View Full Version : Narnia Movie poster
bfowler
August 12th, 2005, 04:55 PM
http://www.movieposter.com/poster/MPW-14671/Chronicles_Of_Narnia_The_Lion_The_Witch_And_The_Wa rdrobe.html
I really love this poster and I'm pretty sure it's digital although it reminds me a great deal of Drew Struzan's work. I was hoping some of the great talent here could shed some light on how something this tight is done.
It is photographs that have been worked over with filters and computer effects? Maybe heavy refrenced and painted over digitally or is the digital painter just freakin awsome? It's just got that cool illustrated look without being just a photograph.
If anyone knows how to post the image in the thread that would be great but I'm not even sure if that's allowed.
waronmars
August 12th, 2005, 06:04 PM
that link don't work
Elwell
August 12th, 2005, 06:26 PM
I really love this poster and I'm pretty sure it's digital although it reminds me a great deal of Drew Struzan's work. I was hoping some of the great talent here could shed some light on how something this tight is done.
It is photographs that have been worked over with filters and computer effects? Maybe heavy refrenced and painted over digitally or is the digital painter just freakin awsome? It's just got that cool illustrated look without being just a photograph.
I'm sorry, but outside of being composed (and composited) better than most, it's the same old photoshop cut and paste job that's dominated movie posters for the past ten years.
bfowler
August 12th, 2005, 11:45 PM
So I guess it is just photographs and photoshop tricks. What about the collars around the polar bears necks? And what do you mean when you say composited?
CreationEdge
August 13th, 2005, 12:23 AM
Composited, as in basically just a bunch of separate elements from the movie put into one poster. You have Aslan, the witch, the kids.

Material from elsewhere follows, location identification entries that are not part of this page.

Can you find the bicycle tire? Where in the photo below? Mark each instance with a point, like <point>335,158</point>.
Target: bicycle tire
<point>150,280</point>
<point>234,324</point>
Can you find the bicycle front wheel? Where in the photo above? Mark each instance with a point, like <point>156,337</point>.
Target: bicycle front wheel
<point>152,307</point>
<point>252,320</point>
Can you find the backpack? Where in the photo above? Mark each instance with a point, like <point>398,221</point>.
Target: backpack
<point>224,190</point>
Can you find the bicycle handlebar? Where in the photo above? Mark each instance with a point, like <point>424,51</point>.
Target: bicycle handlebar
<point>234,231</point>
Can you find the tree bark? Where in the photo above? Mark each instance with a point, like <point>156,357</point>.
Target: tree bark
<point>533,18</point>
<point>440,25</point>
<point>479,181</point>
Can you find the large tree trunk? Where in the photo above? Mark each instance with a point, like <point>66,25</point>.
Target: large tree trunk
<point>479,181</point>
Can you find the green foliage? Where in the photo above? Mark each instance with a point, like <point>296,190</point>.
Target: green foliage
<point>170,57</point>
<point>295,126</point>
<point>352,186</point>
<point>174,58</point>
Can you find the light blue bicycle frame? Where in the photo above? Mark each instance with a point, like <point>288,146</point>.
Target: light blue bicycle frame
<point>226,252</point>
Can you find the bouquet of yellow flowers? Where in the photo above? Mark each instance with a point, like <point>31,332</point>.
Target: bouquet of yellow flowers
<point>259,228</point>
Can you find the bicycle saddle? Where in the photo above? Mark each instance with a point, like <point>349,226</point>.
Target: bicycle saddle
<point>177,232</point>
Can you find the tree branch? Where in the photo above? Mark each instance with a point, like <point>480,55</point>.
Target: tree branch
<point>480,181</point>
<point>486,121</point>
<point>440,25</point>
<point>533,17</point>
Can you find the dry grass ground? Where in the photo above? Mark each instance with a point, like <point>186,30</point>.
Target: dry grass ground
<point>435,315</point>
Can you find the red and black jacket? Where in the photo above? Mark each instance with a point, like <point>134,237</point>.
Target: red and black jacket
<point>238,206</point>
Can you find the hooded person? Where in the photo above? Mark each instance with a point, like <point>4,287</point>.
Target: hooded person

As for everything else, I have no idea how they do it. Could be a doctored image, which is very likely. I don't know if they take stills from the movie and then repaint them or anything. Wouldn't surprise me either.
Elwell
August 13th, 2005, 12:38 AM
So I guess it is just photographs and photoshop tricks.
Exactly. This is what you get when people who know what they're doing do what every moron with a copy of Photoshop thinks they can do.
What about the collars around the polar bears necks?
Taken from an FX shot, I assume.
And what do you mean when you say composited?
It's a composite image, made up from numerous other ones, and not just in the obvious places.
grimrichard
September 9th, 2005, 09:35 AM
...reminds me an awful lot of a similar Frazetta painting that used a sled pulled by polar bears.
Pixel8
September 11th, 2005, 12:36 AM
Yes, this is some basic Photoshop work. What they've likely done is to work up from a black background, built to the size they wanted. The most critical technique to this is to put a layer mask on each object. When they paint the color black on the mask, it causes that part of the image to become transparent. The closer to complete black they paint, the more transparent the image becomes.
You will note the empty space in the upper right, just in front of the witch'es nose? It goes to complete black against the shadow cast along the right side of the lion image. The lion is also very dark. Other places where there is no image are black. That's why I said they built upon a black background.
When it comes to the lighter upper-right areas, they just faded out (using a mask) along the lion's mane, and then faded in (using a mask) from the images there. The birds are using the exact same technique to fade into the lion, and into the image above them. The difference here, is that the designer was careful to paint fully white on the birds themselves on the layer mask. Painting completely white on the birds' mask caused them to become fully opaque and visible.
There is a good sense of form on the left side of the image, as the lighter elements blend in an L shape from the top to the bottom of the image, playing against the light side of the lion. They also work because they use the same color palette of reds and yellows.
As the images get into the darker, right side, we see the darker characters, but the image becomes weak. Note again the witch in the upper-right. She is on a light background, but is forced to fit in to a dark part of the picture. That's why her background quickly vanishes to the empty blackness between her and the lion.
Mostly just a lot of careful masking to fit a bunch of separate images together. That's called compositing.